Women, Law and Society LAW4153

  • Academic Session: 2023-24
  • School: School of Law
  • Credits: 20
  • Level: Level 4 (SCQF level 10)
  • Typically Offered: Semester 2
  • Available to Visiting Students: Yes

Short Description

This course facilitates an in-depth study of the relationship between women and law, encompassing both civil and criminal aspects. The focus will be on how women experience and perceive law in its social context and how law might be reimagined to better capture and respond to women's lived experience.  

Timetable

10 x 2-hour seminars

Requirements of Entry

This course is only available to LLB students (and visiting law students).

Excluded Courses

None

Co-requisites

None.

Assessment

A summative assignment (4500 words) comprising a feminist rewriting of an existing judgment or statute with a reflective statement worth 100% of final assessment

Are reassessment opportunities available for all summative assessments? Not applicable for Honours courses

Reassessments are normally available for all courses, except those which contribute to the Honours classification. Where, exceptionally, reassessment on Honours courses is required to satisfy professional/accreditation requirements, only the overall course grade achieved at the first attempt will contribute to the Honours classification. For non-Honours courses, students are offered reassessment in all or any of the components of assessment if the satisfactory (threshold) grade for the overall course is not achieved at the first attempt. This is normally grade D3 for undergraduate students and grade C3 for postgraduate students. Exceptionally it may not be possible to offer reassessment of some coursework items, in which case the mark achieved at the first attempt will be counted towards the final course grade. Any such exceptions for this course are described below. 

Course Aims

To develop an understanding of how the theory and practice of law is gendered.

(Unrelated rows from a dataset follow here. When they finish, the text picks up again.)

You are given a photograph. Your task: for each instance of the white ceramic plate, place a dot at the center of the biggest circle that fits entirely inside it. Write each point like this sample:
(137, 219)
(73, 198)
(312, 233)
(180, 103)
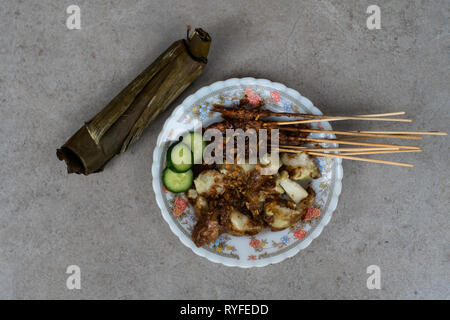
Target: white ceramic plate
(266, 247)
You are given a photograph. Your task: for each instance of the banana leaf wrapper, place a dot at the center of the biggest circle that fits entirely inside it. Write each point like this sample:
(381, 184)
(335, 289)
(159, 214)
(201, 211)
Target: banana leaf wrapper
(124, 119)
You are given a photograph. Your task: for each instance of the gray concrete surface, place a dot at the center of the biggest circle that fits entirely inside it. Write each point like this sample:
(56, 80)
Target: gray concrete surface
(52, 79)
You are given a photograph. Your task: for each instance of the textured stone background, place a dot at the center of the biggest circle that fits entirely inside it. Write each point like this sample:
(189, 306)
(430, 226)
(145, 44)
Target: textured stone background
(53, 79)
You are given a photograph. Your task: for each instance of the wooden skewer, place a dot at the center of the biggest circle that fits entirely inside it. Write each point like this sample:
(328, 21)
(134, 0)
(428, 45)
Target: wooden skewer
(349, 133)
(378, 152)
(358, 143)
(331, 155)
(305, 149)
(398, 113)
(338, 119)
(434, 133)
(306, 115)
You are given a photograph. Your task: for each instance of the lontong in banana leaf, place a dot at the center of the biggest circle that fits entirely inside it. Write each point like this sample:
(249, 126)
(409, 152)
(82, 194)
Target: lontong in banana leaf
(124, 119)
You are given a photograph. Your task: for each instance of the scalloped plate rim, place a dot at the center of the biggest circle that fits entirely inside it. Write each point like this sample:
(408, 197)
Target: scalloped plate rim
(187, 102)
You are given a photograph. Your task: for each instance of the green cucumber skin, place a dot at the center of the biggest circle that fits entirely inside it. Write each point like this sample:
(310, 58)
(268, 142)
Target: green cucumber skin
(169, 151)
(172, 165)
(169, 180)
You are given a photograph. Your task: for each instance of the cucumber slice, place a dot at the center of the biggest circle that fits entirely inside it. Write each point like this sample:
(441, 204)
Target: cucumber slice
(179, 157)
(177, 181)
(194, 140)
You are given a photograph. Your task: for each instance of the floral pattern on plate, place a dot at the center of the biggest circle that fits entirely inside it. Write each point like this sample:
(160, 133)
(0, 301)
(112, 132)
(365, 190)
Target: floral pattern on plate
(266, 247)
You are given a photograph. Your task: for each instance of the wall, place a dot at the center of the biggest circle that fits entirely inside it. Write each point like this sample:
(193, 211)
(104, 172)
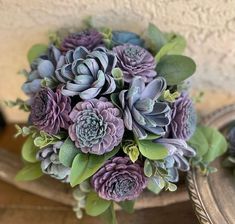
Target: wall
(209, 27)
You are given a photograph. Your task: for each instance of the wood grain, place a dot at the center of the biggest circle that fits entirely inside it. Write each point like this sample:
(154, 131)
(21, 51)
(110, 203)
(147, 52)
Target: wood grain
(213, 196)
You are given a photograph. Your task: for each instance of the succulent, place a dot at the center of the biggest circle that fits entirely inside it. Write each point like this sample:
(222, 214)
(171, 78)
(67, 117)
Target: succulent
(178, 150)
(50, 111)
(135, 61)
(125, 37)
(89, 39)
(96, 126)
(119, 180)
(184, 118)
(87, 74)
(41, 68)
(50, 164)
(143, 112)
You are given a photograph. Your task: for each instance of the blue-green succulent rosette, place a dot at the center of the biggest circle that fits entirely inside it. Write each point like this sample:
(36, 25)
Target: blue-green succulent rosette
(109, 116)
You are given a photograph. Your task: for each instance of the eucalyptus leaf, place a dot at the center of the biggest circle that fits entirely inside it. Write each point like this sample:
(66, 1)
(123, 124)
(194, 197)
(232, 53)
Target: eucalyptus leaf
(85, 165)
(155, 186)
(35, 51)
(127, 206)
(156, 38)
(151, 150)
(217, 144)
(109, 216)
(175, 68)
(30, 172)
(29, 150)
(67, 153)
(95, 205)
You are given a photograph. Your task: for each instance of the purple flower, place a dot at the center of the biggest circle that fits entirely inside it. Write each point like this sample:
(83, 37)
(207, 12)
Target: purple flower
(88, 39)
(50, 111)
(96, 127)
(119, 179)
(184, 118)
(135, 61)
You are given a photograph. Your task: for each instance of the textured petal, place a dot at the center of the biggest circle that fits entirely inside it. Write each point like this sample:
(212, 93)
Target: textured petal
(154, 89)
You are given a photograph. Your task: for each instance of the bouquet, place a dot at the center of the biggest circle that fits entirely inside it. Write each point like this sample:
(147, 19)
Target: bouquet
(111, 115)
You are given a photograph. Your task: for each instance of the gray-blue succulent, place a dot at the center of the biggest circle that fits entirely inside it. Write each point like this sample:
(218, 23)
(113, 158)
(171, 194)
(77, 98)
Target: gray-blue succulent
(143, 112)
(87, 74)
(178, 152)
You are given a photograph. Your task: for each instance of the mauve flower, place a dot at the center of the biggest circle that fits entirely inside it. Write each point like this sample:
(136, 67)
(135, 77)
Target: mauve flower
(119, 180)
(135, 61)
(125, 37)
(50, 111)
(184, 119)
(89, 39)
(96, 127)
(50, 163)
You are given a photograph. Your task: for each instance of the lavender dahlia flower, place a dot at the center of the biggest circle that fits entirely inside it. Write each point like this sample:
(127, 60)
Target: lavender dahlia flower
(142, 111)
(87, 74)
(178, 150)
(50, 111)
(134, 61)
(89, 39)
(96, 127)
(184, 118)
(50, 164)
(125, 37)
(43, 67)
(119, 179)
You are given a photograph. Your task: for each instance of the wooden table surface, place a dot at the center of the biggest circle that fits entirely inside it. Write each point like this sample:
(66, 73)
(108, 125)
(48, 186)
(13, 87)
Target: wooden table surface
(19, 207)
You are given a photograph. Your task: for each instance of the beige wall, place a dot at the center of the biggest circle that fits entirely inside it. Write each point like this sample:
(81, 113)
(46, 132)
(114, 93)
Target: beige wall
(208, 25)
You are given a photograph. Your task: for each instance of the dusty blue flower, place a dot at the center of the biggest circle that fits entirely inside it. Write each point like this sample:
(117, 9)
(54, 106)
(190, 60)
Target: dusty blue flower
(50, 111)
(184, 118)
(96, 127)
(125, 37)
(87, 74)
(50, 164)
(89, 39)
(178, 150)
(135, 61)
(143, 112)
(119, 179)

To consider evolving legal notions of biological sex and socially constructed gender within broader historical, social and political contexts.

To encourage critical analysis of the ways in which particular areas of law affect and impact on women within a range of theoretical and contextual frameworks.

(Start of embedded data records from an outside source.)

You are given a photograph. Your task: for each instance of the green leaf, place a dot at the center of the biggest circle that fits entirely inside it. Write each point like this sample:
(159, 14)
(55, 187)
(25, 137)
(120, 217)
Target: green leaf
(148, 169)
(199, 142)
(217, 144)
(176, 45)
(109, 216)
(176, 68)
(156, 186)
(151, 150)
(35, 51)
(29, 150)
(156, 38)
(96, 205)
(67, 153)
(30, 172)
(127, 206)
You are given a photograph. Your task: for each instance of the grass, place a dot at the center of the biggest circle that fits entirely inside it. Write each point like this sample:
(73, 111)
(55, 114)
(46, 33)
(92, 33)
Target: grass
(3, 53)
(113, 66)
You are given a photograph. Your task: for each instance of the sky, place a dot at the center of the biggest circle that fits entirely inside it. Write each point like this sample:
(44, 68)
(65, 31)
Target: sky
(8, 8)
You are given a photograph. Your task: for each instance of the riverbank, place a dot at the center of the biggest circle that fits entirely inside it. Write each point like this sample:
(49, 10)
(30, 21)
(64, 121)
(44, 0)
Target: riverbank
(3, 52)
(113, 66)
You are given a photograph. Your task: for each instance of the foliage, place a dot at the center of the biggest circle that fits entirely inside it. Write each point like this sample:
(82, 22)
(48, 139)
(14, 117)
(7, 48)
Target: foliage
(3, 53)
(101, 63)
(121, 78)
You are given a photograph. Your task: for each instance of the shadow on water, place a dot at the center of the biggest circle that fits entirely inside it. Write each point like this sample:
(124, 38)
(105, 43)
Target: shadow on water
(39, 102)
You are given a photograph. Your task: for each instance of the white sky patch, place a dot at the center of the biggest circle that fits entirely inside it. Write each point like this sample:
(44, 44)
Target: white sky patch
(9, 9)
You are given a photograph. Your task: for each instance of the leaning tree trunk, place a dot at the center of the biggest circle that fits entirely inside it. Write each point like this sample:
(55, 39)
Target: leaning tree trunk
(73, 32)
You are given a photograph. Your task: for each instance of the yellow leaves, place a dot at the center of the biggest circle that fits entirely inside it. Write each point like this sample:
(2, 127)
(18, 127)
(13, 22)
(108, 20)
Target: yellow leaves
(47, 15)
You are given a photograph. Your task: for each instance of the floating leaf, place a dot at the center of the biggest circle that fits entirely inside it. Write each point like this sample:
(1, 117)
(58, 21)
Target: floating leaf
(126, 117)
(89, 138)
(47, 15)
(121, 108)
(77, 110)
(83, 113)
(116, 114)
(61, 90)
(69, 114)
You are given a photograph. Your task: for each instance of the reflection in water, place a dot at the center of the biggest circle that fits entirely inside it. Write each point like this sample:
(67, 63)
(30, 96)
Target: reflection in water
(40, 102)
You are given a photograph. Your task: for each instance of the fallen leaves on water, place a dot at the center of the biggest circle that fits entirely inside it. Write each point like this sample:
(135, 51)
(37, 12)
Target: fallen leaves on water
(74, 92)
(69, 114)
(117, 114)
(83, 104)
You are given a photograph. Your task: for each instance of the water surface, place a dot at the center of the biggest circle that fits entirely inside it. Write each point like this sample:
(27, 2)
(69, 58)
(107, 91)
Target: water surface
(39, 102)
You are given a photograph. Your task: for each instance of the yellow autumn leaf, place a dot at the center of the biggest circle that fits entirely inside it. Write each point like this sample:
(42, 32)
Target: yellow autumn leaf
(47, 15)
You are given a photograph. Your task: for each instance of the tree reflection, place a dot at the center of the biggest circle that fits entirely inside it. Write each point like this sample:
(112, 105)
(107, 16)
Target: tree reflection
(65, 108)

To analyse the interaction between legal rules and women's lived experiences within specific contexts.

To encourage critical analysis of current civil and criminal law and of proposed reform.

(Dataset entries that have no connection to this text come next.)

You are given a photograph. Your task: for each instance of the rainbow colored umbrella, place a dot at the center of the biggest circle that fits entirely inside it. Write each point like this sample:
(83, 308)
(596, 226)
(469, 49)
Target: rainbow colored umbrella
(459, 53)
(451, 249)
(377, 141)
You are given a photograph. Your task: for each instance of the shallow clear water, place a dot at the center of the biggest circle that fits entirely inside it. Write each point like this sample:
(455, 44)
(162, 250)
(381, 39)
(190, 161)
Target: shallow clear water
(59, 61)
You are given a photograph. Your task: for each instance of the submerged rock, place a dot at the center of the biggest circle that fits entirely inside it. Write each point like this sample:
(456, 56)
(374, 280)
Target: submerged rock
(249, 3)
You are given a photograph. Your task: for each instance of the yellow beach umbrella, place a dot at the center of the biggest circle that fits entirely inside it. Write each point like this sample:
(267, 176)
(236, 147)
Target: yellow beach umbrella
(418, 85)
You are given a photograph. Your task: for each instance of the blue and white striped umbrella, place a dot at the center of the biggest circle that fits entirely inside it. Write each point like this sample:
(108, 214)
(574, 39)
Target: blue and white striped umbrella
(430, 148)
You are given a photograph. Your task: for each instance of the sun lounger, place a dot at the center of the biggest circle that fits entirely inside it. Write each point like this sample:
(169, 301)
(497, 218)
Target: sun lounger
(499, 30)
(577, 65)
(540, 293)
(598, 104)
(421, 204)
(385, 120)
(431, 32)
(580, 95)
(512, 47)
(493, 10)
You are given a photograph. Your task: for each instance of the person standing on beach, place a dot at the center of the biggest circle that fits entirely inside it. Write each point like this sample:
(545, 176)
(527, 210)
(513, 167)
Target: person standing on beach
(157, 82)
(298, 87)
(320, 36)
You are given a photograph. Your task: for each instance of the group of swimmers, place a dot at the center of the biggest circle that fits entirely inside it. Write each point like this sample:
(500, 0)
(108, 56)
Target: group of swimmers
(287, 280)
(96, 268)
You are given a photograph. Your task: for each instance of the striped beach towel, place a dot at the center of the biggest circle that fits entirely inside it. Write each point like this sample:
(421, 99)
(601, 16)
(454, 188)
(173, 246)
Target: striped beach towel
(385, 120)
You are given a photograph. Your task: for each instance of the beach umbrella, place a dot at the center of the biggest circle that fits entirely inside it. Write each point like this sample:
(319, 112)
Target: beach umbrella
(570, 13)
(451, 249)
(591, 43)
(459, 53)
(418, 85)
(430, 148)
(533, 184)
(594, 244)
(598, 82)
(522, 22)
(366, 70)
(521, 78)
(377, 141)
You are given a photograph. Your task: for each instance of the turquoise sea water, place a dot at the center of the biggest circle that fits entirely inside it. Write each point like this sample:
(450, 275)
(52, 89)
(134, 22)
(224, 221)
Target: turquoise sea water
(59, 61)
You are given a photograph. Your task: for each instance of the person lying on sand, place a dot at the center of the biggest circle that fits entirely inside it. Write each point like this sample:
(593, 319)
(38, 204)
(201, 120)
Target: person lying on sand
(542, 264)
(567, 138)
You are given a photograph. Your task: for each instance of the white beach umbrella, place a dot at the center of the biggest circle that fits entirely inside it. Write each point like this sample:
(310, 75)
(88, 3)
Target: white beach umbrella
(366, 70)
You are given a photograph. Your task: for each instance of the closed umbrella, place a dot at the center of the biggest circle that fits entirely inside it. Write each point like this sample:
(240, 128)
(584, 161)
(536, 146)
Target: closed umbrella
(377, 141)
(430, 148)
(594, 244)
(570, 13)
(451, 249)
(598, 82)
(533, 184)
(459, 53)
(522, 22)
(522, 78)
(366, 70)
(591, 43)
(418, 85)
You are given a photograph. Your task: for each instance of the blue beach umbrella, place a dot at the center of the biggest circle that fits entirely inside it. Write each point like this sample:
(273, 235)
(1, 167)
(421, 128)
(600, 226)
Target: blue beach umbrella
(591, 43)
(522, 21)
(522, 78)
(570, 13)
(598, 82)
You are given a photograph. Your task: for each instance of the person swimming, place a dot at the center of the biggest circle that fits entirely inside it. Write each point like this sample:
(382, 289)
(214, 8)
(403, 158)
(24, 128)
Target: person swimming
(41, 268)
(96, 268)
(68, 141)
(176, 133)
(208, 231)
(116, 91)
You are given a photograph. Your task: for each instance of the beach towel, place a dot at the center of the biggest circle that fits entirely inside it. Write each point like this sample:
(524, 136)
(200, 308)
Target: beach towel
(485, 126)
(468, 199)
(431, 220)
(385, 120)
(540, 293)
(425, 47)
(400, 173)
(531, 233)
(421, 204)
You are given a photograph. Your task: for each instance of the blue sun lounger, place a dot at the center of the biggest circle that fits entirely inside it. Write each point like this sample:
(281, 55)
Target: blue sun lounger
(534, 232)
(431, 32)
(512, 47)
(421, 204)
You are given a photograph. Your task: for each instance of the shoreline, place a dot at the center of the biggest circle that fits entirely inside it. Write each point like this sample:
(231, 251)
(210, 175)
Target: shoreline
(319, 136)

Intended Learning Outcomes of Course

By the end of this course students will be able to:

1. understand the historical development of law's application to women within a range of different areas

2. engage with feminist legal theory which explores how law is gendered in practice

3. identify worked examples of how law operates and applies differently to men and women in practice.

4. analyse primary and secondary legal sources in the light of these approaches

5. develop and articulate their own understanding of the merits of these approaches.

Minimum Requirement for Award of Credits

Students must submit at least 75% by weight of the components (including examinations) of the course's summative assessment.